Longest increasing sub-sequence
The longest increasing sub-sequence problem is to find a sub-sequence of a given sequence in which the sub-sequence's elements are in sorted order, lowest to highest, and in which the sub-sequence is as long as possible. The longest increasing sub-sequence is solvable in O(nlogn) time complexity and O(n) space complexity in worst scenario.

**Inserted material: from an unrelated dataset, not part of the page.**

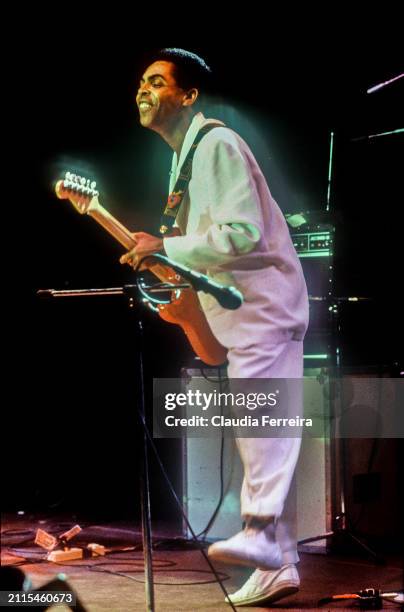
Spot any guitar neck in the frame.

In the first 16 terms of the binary Van der Corput sequence
- 0, 8, 4, 12, 2, 10, 6, 14, 1, 9, 5, 13, 3, 11, 7, 15
a longest increasing sub-sequence is
- 0, 2, 6, 9, 11, 15.
This sub-sequence has length six; the input sequence has no seven-member increasing sub-sequences. The longest increasing sub-sequence in this example is not unique: for instance,
- 0, 4, 6, 9, 11, 15 or 0, 4, 6, 9, 13, 15
are other increasing sub-sequence of equal length in the same input sequence.
See the figure below as to how it is done.
We have similar approach in which we check the following condition before inserting an element in a sorted array
Case 1
If next element is already greater than the last element of the sorted array. Add it in the last of the sorted array.
Case 2
If next element is less than the first element of the sorted array. then replace it with first element in the sorted array with this element.
Case 3
If A[i] is in between, we will find an index in list such that for every 0<=j<=n in the list, A[i]>list(j)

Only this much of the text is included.